An international team of researchers, which included employees of the Krasnoyarsk Scientific Center of the Siberian Branch of the Russian Academy of Sciences, analyzed the risks associated with forest fires in Eurasia. Based on this work, scientists gave a forecast up to 2115. The findings were published by the authoritative journal Science of The Total Environment.
One of the messages for the study was global climate change, due to which fires in the forests of Europe and Asia have become more frequent. A vivid example is fires in the taiga, which have become one of the main causes of vegetation death.

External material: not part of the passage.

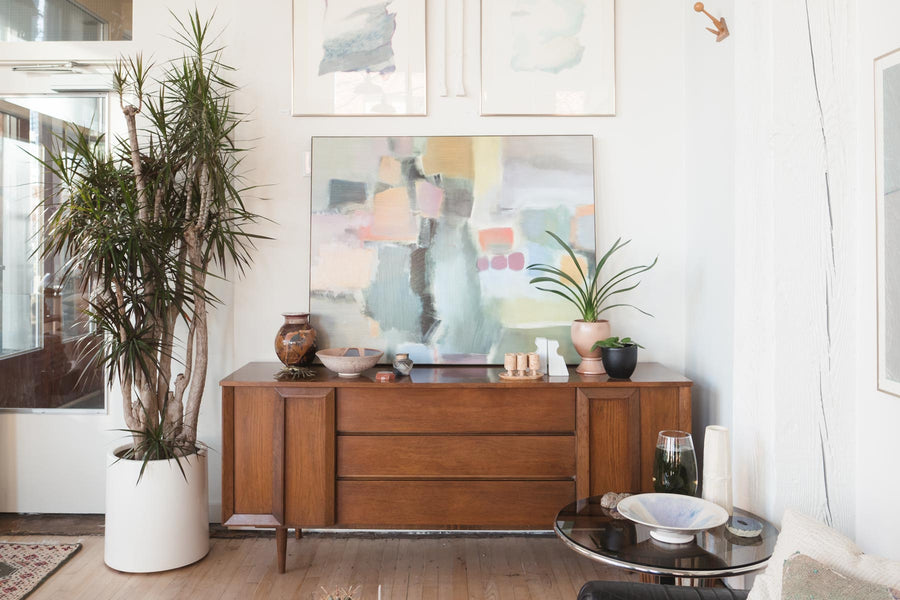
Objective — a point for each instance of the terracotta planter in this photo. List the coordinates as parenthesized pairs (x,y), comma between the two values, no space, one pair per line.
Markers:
(295,342)
(584,335)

According to scientists, as a result of repeated repetitions of such incidents in one area, the risk of irretrievable loss of forests increases sharply. If a fire occurs more often than once every fifteen years, this will lead to the loss of three million square kilometers of taiga by the end of the 21st century.
Already, more than 130,000 square kilometers of forests are at extreme or high risk of destruction, the publication of the Siberian Branch of the Russian Academy of Sciences cites scientists. Experts predict a five-fold increase in such areas by 2045, and a 25-fold increase by 2115. Approximately 20 percent of the Eurasian boreal forests will be endangered by then.
Such a scenario will also affect further climate change, as it will contribute to even greater warming. The forecast is pessimistic: the planet is threatened with the destruction of the largest surviving forests, which will negatively affect both the economy and human health.